While Civic Park has been the target of many home demolitions, Flint’s Southside illustrates even more poignantly the physical and social effects of urban renewal. One of Flint’s oldest black neighborhoods, Southside, (occasionally referred to as Floral Park) developed into a diverse working-class residential district during the early twentieth century and became a major destination for black workers migrating from the southern US. As discriminatory lending practices coalesced into formal redlining policies in the 1930s, Southside became, along with the grittier St. John neighborhood to the north, one of the few places black people could buy homes. These and other racially discriminatory policies created a self-reinforcing cycle of municipal neglect and white flight that increasingly depicted Floral Park as “blighted” or “slums” and became the target for destruction under urban renewal programs in the 1960s. Civil rights activists, initially in favor pf urban renewal, quickly turned against the programs when it became clear “renewal” often meant the destruction of the neighborhoods and removal of the residents.

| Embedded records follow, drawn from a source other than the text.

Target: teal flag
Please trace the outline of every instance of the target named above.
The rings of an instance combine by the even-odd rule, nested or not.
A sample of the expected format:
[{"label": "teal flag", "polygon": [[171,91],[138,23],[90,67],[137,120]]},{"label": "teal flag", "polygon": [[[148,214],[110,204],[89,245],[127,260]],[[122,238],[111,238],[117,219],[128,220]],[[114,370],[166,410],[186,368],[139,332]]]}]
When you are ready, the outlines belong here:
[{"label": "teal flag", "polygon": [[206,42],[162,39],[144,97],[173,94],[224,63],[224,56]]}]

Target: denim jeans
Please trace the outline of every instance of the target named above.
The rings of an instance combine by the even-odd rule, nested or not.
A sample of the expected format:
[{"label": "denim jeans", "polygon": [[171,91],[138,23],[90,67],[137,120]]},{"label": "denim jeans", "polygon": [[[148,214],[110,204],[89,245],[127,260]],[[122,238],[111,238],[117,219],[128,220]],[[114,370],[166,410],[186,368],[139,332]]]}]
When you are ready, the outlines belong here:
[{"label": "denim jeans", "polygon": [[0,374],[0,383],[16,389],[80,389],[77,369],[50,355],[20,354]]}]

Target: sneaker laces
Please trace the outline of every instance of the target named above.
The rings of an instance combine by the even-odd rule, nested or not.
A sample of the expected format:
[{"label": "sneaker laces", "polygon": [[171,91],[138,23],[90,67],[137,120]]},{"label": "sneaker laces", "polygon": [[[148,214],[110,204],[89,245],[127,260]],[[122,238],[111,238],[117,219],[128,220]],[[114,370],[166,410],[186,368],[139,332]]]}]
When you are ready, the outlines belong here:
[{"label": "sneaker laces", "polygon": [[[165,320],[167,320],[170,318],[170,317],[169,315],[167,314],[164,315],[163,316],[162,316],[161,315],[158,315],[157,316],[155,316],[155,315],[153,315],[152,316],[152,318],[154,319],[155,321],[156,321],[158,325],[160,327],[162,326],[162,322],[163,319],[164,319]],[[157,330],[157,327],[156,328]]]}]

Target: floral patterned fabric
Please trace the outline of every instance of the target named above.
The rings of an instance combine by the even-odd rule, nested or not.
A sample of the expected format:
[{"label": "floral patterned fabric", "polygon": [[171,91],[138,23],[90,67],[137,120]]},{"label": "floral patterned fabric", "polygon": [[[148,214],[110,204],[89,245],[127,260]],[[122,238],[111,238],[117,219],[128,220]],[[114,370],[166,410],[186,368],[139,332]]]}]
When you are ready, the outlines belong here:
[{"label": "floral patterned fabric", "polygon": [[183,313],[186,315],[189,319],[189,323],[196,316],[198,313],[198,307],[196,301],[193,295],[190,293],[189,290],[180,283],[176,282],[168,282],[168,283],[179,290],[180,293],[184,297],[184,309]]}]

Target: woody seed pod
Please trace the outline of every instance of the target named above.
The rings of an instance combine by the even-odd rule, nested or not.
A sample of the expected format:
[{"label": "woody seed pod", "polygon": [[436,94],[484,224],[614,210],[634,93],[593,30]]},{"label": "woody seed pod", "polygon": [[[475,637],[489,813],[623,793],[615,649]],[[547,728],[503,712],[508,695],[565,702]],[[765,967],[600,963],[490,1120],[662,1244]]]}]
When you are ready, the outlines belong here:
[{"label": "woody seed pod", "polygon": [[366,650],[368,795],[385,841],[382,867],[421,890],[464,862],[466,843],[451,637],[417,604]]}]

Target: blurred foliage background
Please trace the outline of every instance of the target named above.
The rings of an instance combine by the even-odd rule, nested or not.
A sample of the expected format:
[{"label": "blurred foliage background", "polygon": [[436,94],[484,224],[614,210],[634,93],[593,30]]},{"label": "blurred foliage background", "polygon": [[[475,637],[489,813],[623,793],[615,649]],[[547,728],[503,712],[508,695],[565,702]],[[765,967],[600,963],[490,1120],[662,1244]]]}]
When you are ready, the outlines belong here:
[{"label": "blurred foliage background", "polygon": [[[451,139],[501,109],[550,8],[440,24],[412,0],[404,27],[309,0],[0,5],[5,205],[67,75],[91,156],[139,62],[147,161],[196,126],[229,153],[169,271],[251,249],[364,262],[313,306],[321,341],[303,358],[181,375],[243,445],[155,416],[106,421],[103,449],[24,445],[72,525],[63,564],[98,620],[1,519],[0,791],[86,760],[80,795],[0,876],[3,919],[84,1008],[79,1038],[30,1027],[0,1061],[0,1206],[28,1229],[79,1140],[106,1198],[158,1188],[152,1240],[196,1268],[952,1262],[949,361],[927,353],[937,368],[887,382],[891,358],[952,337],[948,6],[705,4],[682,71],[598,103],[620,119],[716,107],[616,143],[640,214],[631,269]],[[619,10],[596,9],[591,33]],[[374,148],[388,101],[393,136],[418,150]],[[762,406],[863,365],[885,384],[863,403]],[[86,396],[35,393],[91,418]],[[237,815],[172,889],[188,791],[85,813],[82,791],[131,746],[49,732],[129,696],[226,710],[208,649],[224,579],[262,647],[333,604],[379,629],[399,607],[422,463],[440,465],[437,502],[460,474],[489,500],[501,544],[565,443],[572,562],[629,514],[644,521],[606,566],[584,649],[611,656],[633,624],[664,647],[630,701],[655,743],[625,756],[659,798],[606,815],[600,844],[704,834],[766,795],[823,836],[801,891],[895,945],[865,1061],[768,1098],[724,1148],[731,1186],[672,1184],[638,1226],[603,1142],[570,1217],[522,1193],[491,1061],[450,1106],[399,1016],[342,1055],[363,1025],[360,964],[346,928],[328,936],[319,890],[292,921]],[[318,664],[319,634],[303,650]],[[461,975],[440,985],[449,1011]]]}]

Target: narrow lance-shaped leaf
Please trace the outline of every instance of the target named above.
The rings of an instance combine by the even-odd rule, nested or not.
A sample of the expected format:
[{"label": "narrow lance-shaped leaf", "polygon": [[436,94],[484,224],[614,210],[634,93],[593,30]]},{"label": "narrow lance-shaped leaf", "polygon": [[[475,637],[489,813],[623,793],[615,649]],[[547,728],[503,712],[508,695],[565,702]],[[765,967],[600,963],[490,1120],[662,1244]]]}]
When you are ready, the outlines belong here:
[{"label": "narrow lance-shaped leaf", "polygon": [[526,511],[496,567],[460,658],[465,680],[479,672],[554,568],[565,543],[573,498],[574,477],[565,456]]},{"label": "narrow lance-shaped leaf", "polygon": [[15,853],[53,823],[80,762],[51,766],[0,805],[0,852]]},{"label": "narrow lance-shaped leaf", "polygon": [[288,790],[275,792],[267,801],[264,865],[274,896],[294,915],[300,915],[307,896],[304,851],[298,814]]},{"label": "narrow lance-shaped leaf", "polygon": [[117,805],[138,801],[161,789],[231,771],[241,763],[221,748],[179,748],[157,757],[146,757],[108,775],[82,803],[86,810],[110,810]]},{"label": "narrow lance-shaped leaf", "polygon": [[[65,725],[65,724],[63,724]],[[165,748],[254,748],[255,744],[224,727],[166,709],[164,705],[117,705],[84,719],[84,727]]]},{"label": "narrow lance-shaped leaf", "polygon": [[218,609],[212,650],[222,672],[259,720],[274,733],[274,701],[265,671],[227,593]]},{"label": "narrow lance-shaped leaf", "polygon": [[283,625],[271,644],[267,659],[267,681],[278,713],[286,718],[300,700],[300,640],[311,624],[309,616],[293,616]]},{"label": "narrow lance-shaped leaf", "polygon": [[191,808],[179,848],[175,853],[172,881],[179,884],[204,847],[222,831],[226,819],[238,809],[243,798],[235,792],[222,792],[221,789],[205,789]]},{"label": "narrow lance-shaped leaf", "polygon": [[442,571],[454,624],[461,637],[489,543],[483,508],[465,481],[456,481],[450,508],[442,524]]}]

A particularly stark example is the highway interchange connecting Interstate 69 south of Flint’s downtown area with Interstate 475, a bypass route running east of the city. Built in the 1970s, this highway construction project resulted in the demolition of large sections of both St. John and Floral Park neighborhoods after the removal of the residents.

Use this interactive map to see how the construction of the Floral Park Interchange transformed a Southside neighborhood.

Looking at Southside though the Green Book: A historical Guide for Black Travelers.

A major consequence of the rise of the automobile in the US was the increased mobility it brought to those who could afford a car. Increasing numbers of America families used a car for both business and pleasure, and an entire industry sprang up to provide for travelers in the form of service stations, motels, and printed road maps and road travel guides. But for black families or professionals traveling by car, the supposed “freedom” brought about by the automobile was heavily tempered by Jim Crow. Black travelers found that most services and amenities in towns they visited were closed to them.

Published annually between the 1930s and 1960s, the Green Book was a town-by-town guide that listed services and amenities catering to black travelers. Flint's Southside served as an important stop for black travelers; nearly every stop listed in the Green book for Flint was located there. The Green Books are important historical documents: maps of the black travelers’ landscape in the US before the major transformations of the Civil Rights movement of the 1960s. It also serves as a record of black entrepreneurship, as many of the business listed in the Green book were owned and operated by black businessmen and businesswomen. For Flint, the Green book also records a "lost" black landscape, as the Floral Park interchange (See above section) destroyed most of the locations black travelers using the Green Book would have been familiar with.